O sol, a meio caminho de se pôr, encontrou o capitão Vinst a descer a colina da cidadela em seu palafrém — presente do próprio príncipe. Apesar do clima ameno, trajava a pesada capa de viagem, negra como o chapéu de abas largas. Ao seu lado, montado num animal lustroso, de passos largos e rápidos, vinha Marëll Hárszárv, o sarhájo, com as tranças loiras presas num laço azul em homenagem à data, pois rumavam à cerimônia solicitada pelo príncipe na grande Velaria.

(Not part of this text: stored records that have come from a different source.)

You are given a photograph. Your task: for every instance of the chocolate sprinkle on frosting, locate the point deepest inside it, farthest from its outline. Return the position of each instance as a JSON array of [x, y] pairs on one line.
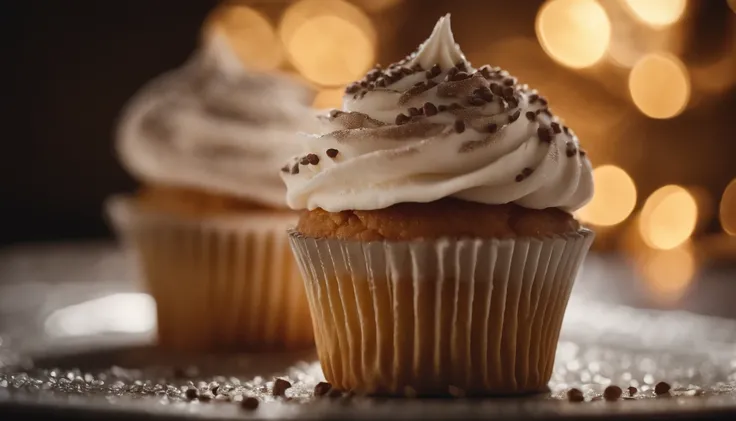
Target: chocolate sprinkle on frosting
[[515, 116], [429, 109], [476, 101], [459, 126], [313, 159], [352, 88], [402, 119]]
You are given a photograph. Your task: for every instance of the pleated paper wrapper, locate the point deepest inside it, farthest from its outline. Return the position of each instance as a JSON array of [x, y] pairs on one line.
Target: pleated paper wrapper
[[220, 283], [458, 317]]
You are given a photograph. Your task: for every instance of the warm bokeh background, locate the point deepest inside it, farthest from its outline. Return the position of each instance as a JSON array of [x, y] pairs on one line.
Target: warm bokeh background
[[648, 85]]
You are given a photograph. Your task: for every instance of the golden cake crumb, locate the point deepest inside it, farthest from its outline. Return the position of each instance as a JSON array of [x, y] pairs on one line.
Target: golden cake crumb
[[443, 218]]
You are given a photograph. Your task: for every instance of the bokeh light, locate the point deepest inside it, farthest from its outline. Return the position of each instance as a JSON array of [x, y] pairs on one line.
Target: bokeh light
[[576, 33], [329, 98], [250, 34], [728, 208], [668, 273], [657, 12], [376, 5], [330, 42], [614, 199], [659, 85], [668, 217]]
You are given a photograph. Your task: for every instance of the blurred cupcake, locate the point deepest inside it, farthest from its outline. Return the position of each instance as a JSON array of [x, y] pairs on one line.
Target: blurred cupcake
[[437, 244], [206, 141]]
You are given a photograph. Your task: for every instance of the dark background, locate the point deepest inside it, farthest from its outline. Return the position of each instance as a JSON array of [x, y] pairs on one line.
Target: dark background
[[70, 66]]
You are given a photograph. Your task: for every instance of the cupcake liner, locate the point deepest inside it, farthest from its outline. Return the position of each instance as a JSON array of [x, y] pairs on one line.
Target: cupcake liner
[[225, 282], [468, 316]]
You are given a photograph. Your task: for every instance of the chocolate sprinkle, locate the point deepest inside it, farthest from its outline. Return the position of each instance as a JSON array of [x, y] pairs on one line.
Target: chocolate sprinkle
[[507, 92], [662, 388], [313, 159], [515, 116], [459, 76], [322, 388], [352, 88], [191, 393], [476, 101], [459, 126], [575, 395], [485, 93], [402, 119], [280, 386], [429, 109], [250, 403], [486, 72], [612, 393]]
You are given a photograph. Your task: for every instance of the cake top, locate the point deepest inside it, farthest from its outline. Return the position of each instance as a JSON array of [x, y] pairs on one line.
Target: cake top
[[432, 126], [214, 125]]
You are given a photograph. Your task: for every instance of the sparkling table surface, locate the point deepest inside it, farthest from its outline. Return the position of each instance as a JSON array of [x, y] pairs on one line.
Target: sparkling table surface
[[76, 328]]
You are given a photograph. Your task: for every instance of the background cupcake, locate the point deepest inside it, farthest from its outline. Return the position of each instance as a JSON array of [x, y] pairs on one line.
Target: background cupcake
[[206, 142], [437, 245]]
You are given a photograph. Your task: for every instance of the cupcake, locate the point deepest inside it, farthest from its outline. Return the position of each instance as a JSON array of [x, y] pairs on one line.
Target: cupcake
[[436, 238], [207, 222]]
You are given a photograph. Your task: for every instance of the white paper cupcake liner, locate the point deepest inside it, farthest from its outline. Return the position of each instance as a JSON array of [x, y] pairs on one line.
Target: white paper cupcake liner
[[469, 316], [226, 282]]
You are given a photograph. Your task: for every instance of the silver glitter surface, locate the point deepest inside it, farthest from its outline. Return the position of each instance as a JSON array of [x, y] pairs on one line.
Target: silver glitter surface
[[111, 368]]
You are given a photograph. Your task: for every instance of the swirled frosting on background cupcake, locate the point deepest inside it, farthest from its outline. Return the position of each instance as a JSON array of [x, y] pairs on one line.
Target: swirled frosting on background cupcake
[[214, 125], [431, 126]]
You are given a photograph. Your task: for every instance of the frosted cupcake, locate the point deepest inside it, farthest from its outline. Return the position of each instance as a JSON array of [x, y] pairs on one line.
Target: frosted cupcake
[[436, 242], [208, 221]]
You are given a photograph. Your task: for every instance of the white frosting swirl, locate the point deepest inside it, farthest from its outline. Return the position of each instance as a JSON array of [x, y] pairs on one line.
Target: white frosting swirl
[[471, 134], [214, 125]]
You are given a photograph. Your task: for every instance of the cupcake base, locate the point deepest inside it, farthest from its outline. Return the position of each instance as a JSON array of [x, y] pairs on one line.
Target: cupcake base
[[220, 283], [435, 318]]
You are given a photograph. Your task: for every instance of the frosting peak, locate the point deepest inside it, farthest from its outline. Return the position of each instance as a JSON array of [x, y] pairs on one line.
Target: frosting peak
[[440, 48], [430, 127], [213, 125]]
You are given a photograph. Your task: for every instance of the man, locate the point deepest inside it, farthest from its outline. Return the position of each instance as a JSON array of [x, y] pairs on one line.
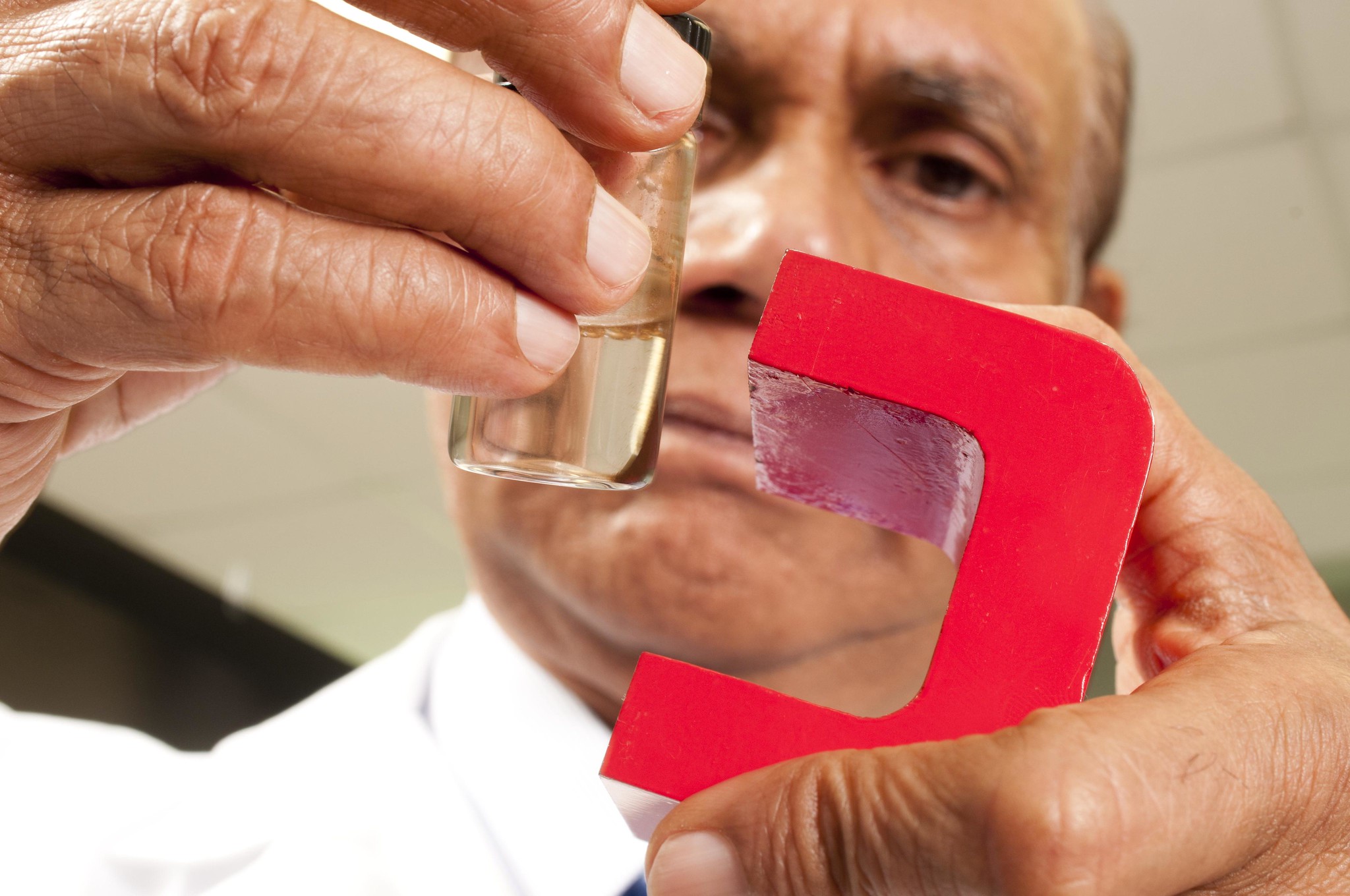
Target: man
[[971, 146]]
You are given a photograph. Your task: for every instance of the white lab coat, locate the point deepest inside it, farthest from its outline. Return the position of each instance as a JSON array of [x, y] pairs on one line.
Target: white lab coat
[[452, 766]]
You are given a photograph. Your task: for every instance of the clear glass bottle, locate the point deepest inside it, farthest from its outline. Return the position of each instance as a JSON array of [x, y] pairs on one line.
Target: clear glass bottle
[[599, 426]]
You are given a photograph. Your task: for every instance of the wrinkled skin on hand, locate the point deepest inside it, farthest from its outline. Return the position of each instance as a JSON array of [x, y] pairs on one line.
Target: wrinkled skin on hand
[[1222, 768], [139, 258]]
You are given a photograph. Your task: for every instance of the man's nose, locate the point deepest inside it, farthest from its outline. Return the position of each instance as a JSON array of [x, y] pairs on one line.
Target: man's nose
[[792, 198]]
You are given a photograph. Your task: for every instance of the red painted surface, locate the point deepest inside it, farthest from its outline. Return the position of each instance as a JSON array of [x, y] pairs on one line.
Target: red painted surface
[[905, 408]]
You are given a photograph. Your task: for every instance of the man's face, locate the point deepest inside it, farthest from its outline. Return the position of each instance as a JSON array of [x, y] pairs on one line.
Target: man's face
[[932, 142]]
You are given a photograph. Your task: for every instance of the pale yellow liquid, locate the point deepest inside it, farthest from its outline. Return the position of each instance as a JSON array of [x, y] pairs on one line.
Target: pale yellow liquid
[[600, 424], [599, 427]]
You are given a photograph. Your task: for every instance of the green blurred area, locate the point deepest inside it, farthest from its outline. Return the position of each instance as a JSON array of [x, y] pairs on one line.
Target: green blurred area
[[1335, 573]]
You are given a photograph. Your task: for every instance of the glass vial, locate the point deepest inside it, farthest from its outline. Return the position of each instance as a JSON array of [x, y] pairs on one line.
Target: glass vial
[[600, 424]]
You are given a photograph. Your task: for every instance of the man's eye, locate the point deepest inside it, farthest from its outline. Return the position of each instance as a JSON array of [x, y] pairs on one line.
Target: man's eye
[[945, 177]]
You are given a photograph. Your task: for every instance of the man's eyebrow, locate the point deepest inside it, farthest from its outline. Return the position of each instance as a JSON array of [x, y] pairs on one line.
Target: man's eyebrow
[[960, 95]]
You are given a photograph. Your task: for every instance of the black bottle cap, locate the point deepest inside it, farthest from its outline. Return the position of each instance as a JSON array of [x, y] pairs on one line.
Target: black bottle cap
[[693, 30]]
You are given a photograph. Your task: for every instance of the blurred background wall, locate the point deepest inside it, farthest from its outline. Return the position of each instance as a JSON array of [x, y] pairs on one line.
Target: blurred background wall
[[312, 504]]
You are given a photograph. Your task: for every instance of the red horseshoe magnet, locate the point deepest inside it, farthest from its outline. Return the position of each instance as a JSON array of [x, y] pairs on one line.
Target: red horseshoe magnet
[[1017, 447]]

Marëll, falante por natureza, encontrou em Vinst um bom ouvinte. Já havia notado a disposição do capitão em falar pouco, alfinetando aqui e ali com uma declaração astuta e incisiva contra o otimismo exagerado do literato, principalmente no que tangia seu antigo reino — tema recorrente em sua fala lírica — e pouco se importava com isso, o sarhájo. Já Vinst, que por motivos maiores evitava permanecer sozinho consigo mesmo por muito tempo, cedia de bom grado os ouvidos. Além disso, as histórias que lhe eram contadas pelo dito romancista eram em sua maioria relatos de suas aventuras, e falavam sobre lugares que Vinst amaria conhecer. 

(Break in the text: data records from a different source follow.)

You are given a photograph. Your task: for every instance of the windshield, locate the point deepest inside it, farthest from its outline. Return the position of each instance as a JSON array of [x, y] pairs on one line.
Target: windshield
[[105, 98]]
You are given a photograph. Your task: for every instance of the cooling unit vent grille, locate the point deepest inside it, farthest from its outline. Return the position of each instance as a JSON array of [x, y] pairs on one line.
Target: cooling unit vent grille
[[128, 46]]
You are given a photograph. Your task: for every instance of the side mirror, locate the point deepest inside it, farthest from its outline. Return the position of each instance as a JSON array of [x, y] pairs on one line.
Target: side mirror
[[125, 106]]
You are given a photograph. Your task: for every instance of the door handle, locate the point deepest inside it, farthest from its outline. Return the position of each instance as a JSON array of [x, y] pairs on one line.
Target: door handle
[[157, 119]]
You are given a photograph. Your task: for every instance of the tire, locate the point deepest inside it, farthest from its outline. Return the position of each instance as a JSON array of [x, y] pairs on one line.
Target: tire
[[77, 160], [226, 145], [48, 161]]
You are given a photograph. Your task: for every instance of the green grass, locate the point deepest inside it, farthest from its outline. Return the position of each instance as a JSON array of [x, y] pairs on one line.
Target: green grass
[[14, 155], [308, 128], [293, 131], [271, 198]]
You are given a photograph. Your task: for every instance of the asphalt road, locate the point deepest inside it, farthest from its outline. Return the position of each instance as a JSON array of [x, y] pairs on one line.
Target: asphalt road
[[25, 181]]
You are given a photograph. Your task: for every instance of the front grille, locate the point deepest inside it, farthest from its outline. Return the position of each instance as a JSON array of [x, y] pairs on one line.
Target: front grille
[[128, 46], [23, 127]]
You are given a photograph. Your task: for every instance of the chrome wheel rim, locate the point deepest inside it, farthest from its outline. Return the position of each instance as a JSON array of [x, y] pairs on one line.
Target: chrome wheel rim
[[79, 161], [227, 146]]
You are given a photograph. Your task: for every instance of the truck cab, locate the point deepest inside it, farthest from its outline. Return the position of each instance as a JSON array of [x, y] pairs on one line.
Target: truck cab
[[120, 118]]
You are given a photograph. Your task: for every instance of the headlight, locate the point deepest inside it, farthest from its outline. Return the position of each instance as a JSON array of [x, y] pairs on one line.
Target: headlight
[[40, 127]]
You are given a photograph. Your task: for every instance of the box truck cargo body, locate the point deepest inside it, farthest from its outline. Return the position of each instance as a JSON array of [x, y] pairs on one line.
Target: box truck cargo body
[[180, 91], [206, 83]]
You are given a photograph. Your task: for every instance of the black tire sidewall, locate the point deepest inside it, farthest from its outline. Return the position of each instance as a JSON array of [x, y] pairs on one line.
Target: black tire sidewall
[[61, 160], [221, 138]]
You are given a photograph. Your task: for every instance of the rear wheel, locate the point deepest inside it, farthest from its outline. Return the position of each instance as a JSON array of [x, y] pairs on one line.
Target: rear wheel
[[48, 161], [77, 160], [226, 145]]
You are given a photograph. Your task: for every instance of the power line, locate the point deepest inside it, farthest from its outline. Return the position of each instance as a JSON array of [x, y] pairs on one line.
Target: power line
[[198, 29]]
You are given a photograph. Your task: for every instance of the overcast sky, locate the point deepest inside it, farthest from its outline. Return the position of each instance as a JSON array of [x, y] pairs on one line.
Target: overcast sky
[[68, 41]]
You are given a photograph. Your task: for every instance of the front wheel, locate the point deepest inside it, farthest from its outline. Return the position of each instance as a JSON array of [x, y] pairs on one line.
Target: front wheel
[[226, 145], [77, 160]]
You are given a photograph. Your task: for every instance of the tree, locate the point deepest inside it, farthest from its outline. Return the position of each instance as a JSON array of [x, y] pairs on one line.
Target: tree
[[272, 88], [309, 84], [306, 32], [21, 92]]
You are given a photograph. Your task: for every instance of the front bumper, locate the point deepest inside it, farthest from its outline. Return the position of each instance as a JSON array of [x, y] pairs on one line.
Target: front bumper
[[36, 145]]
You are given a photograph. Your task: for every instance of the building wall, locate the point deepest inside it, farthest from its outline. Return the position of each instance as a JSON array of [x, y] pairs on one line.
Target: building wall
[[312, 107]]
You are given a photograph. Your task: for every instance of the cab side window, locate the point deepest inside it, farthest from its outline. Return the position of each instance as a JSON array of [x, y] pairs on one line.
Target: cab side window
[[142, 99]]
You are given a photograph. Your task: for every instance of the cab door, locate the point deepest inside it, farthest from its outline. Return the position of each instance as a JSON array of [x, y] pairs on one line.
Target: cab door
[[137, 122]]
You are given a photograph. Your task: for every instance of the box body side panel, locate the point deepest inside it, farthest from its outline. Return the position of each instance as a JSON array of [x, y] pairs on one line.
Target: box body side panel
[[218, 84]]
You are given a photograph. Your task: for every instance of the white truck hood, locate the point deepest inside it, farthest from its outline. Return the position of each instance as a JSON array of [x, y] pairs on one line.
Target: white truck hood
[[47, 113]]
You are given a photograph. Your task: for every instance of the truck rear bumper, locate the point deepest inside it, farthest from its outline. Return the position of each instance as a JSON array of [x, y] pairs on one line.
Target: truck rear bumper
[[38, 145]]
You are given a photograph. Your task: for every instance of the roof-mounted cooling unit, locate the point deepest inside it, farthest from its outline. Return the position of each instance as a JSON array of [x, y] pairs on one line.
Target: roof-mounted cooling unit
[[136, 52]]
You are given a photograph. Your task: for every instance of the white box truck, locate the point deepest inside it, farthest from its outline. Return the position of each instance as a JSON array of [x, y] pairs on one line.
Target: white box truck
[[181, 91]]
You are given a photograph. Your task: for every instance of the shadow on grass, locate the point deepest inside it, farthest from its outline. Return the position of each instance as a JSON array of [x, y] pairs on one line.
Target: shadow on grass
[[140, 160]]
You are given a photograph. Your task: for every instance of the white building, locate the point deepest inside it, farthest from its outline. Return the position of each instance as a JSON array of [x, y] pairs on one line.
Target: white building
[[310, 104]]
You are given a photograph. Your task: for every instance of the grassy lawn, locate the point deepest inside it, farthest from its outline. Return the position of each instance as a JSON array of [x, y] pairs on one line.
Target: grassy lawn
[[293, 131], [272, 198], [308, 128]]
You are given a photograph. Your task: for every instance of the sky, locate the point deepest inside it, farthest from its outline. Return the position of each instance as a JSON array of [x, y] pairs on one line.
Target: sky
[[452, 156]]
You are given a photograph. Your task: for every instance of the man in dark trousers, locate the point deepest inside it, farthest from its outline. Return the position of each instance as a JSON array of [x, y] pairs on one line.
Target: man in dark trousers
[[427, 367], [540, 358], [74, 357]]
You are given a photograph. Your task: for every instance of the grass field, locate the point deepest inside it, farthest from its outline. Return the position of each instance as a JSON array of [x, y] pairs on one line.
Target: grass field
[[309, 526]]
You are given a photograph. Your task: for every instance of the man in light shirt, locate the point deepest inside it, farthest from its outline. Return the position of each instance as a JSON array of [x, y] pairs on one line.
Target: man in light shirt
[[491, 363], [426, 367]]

Assim como Vinst, Marëll era grande conhecedor dos reinos de Era, dos quais passavam os últimos dias a palestrar longamente, cada qual sobre sua esfera: enquanto Vinst conhecia os homens de negócios e os dignatários de grandes guildas comerciais, Marëll figurou nas círculos mais nobres, pois era de boa nascença, além aparência descente e a voz doce como a flauta que carregava no alforje: usava-as ao seu benefício e sem qualquer escrúpulos para cear nos grandes salões das Terras Trínias, onde as três capitais erguiam-se ante os contrafortes dos Uraës, e dormir nas camas mais confortáveis da Gilderônia — nem sempre sozinho, segredou-lhe o homem. Se era verdade ou não, Vinst ignorava, mas fato era que o homem tinha tamanho talento de narrativa que ele chegava ao ponto de perguntar-se se toda aquelas lendas de mesmerização e morte, sobre a qual conversavam à caminho da cidade, poderiam não ser apenas histórias.

— É como digo, meu capitão, e o que digo tem sempre fundamento, não se engane: não o diria de outra forma, então peço que confie em mim! Li, senhor, com os próprios olhos — exclamou ele —, relatos há muito abandonados num pequeno forte em meio às salinas de Alsávia. Já esteve lá, não é mesmo, capitão?